21. A method according to claim 1, wherein the electrical model assumes first and second serially connected impedances connected in parallel with a third impedance or

wherein the electrical model assumes a capacitor and a serially connected resistor, which are connected in parallel with another resistor, wherein the electrical impedance properties are selected from the group comprising:

an impedance at a lower frequency limit,

an impedance at an upper frequency limit,

a relaxation frequency fr at which there is a change in the impedance,

an impedance at that relaxation frequency, and

the impedance gradient at that relaxation frequency.

22. (canceled)

23. (canceled)

24. A method as claimed in claim 1 wherein obtaining electrical impedance data for the object at different locations comprises:

obtaining electrical impedance data for the object at different locations over a range of frequencies wherein the frequency range is between 0 and 100 MHz.

25. (canceled)

26. An apparatus for locating a variation in one or more electrical impedance properties of a human subject comprising:

(i) means for obtaining electrical impedance data for the human subject at different locations on the human body;

(ii) means for analysing the obtained electrical impedance data using a transfer function of an assumed electrical model to determine a variation of a plurality of electrical impedance properties for the object with location; and

(iii) means for identifying a location identified by a variation of one or more of the plurality of electrical impedance properties.

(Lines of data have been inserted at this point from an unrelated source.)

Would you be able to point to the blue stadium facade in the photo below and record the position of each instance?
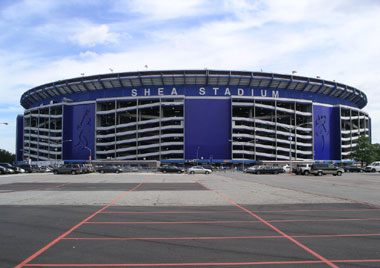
(179, 116)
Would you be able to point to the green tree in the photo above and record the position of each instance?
(364, 151)
(6, 156)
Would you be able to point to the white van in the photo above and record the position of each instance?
(373, 167)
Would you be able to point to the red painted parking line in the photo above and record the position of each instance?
(194, 264)
(174, 238)
(172, 264)
(336, 235)
(251, 221)
(170, 212)
(166, 222)
(312, 252)
(326, 220)
(233, 211)
(315, 210)
(219, 237)
(49, 245)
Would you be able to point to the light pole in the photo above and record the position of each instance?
(56, 149)
(244, 142)
(197, 154)
(89, 157)
(295, 140)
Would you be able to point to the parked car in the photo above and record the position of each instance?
(45, 169)
(303, 169)
(199, 170)
(353, 169)
(3, 170)
(320, 169)
(373, 167)
(14, 168)
(87, 168)
(68, 169)
(25, 167)
(109, 169)
(171, 169)
(287, 168)
(265, 170)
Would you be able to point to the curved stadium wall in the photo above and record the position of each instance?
(179, 116)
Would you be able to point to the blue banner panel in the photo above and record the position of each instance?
(79, 132)
(20, 138)
(326, 133)
(198, 91)
(207, 129)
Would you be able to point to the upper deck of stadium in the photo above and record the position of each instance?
(57, 91)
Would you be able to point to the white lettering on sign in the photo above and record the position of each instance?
(174, 91)
(275, 94)
(134, 92)
(206, 91)
(147, 92)
(202, 91)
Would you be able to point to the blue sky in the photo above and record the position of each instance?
(47, 40)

27. A system for locating a variation in one or more electrical impedance properties of an object, the system comprising:

means for obtaining electrical impedance data for the object at different locations;

means for analysing the obtained electrical impedance data using a transfer function of an assumed electrical model to determine a variation of a plurality of electrical impedance properties for the object with location;

means for identifying a location identified by a variation of one or more of the plurality of electrical impedance properties.

28. An apparatus comprising a processor and a memory storing a computer program for locating a variation in one or more electrical impedance properties of an object, wherein the processor, memory and computer program enable the apparatus to:

analyse electrical impedance data using a transfer function of an assumed electrical model to determine a variation of a plurality of electrical impedance properties for the object with location; and

identify a location identified by a variation of one or more of the plurality of electrical impedance properties.

29. (canceled)

30. The apparatus as claimed in claim 28, comprising an electrode array configured to perform electrical impedance detection to obtain the electrical impedance data for the object by applying a first electrical signal to the object, receive an electrical response signal characteristic of the object, and provide a first output signal representative of the electrical response signal and comprising the electrode array.

31. An apparatus as claimed in claim 30, comprising one or more motors configured to physically move one or more electrode carrier plates carrying the electrode array, laterally across a human limb to perform electrical impedance detection at different locations and wherein the carrier plate comprises an aperture for accessing an acupuncture point and the identified location corresponds to then acupuncture point and comprising ultrasonic sensors located within the aperture.